There are three stages for performance fans: the Cabaret and Theatre Arenas and the On The Waterfront Space. Major players – the RSC, The Bush Theatre – rub shoulders with familiar names from burlesque and comedy, many of whom have a connection with a certain event north of the border.

Emma Bettridge, the programme Coordinator of the Pleasance is offering anyone who can’t make it to Edinburgh this August a special preview. “We have four spanking picks from the Edinburgh Fringe under the heading Pick of the Pleasance. It really is the cream of the crop – from a middle aged lady playing you a concert from her living room, to an ice dance performed on the only stage left; a wooden one.” And On the Waterfront, Sadler’s Wells, one of the few English venues that can compete with our Scottish dance programming, offers, amongst a sparkling triple-bill, a new work from Hofest Schechter.

Schechter has enlivened Scottish Dance Theatre’s repetoire and has a reputation for choreographing modern dance that refuses to sell soul for style. On the same stage, the Royal Opera House presents ROH2 – contemporary opera that parallels Scottish Opera’s Five:Fifteen series by attempting to develop new voices and new ideas in this most traditional of western arts.

As producer Emma Gladstone observes, Sadler's Wells was a surprise success at last year's Latitude. "We had over two thousand people watching ballet at one point. It's good to get out of the theatre, and reach audiences that we wouldn't usually reach, catch people walking by and show the range of work we present." This year, they are offering Schechter alongside b-boys and the pas de deux from Swan Lake – set against the backdrop of the festival's own real lake.

In the gap between comedy and contemporary dance, arrive The New Art Club Art. “We're going to bring our particular brand of intelligent, philosophical, physical, silly comedy and dancing.” New Art Club have kicked up a storm at The Arches’ Behaviour Festival and The Fringe in the past year, affectionally mocking the excesses of experimental dance. “Our new show will be fairly new and raw so people can expect some moments of revelation and some improvising,” they admit. “We have planned to do our show for the people gathered. We think that's pretty special.”

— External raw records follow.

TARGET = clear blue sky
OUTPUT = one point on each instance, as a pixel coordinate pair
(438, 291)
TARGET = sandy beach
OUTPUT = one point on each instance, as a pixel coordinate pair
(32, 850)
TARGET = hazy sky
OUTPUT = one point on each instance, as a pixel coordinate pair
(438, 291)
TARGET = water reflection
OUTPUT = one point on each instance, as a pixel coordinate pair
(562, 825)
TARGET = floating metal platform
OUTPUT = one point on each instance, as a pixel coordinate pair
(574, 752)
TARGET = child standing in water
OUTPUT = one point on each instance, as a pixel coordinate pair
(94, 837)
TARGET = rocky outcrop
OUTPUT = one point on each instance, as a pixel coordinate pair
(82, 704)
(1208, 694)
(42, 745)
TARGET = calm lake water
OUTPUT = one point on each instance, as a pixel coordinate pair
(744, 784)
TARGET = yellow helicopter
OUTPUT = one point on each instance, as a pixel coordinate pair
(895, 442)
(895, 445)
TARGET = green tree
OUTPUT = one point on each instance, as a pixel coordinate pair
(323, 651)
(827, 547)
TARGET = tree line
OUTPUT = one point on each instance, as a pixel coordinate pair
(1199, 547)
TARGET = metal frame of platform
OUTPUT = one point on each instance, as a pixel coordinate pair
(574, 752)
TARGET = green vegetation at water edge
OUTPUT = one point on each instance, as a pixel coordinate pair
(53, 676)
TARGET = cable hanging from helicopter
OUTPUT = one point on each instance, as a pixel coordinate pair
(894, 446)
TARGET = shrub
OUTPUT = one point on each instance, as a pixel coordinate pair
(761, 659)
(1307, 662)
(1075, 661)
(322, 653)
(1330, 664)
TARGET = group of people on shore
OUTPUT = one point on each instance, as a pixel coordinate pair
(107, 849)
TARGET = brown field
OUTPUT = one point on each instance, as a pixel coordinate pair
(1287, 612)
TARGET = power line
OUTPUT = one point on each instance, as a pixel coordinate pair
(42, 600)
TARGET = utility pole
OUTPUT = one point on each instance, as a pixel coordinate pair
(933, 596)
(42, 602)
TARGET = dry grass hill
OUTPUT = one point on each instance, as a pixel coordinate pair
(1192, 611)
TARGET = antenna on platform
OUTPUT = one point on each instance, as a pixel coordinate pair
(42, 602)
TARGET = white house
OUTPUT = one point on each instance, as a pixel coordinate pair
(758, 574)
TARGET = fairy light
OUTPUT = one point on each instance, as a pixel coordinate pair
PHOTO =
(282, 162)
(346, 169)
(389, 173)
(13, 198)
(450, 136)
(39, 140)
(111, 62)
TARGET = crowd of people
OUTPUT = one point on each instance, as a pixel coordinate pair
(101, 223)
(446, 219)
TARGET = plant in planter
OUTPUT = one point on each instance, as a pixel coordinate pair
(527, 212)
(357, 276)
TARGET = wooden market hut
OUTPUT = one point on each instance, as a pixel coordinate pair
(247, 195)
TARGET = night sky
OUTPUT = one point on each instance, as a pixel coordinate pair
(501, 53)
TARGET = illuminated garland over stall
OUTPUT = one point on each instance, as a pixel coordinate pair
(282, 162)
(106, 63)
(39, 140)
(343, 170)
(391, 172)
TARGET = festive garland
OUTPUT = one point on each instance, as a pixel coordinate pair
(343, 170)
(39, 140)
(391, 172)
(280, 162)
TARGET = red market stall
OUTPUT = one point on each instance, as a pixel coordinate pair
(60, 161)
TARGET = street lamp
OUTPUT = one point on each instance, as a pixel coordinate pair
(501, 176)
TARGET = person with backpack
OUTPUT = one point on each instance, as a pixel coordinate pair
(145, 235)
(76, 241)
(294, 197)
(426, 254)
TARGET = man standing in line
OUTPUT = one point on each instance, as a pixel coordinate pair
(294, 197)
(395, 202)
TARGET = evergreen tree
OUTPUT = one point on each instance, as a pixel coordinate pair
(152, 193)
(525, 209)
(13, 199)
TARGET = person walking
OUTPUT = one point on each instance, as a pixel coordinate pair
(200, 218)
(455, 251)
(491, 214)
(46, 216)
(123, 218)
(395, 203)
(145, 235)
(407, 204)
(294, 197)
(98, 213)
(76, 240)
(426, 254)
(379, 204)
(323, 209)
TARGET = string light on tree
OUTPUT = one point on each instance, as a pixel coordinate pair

The Bush, a London theatre renowned for supporting new writers, brings the appropriate Sudden Loss of Dignity. Inspired by stories from audience members, the play sets the company's authors to work on secret tales of shame and disaster. Promising to redeem shocking stories of failure and shit-faced phonecalls, it follows up audience-based success Fifty Ways to Leave your Lover.

Pippa Evans, who offers "a good old knees up and old fashioned entertainment" in the Cabaret Arena admits,  "I liked the quote last year: if Radio 4 were to do a festival, this would be it." This conjures up a polite image, a festival for families who find Glastonbury a bit rough. It might capture the diversity and intelligence of the programming, but  ignores the intensity and adventure of the performance stages. Latitude draws the connection between rock'n'roll and theatre.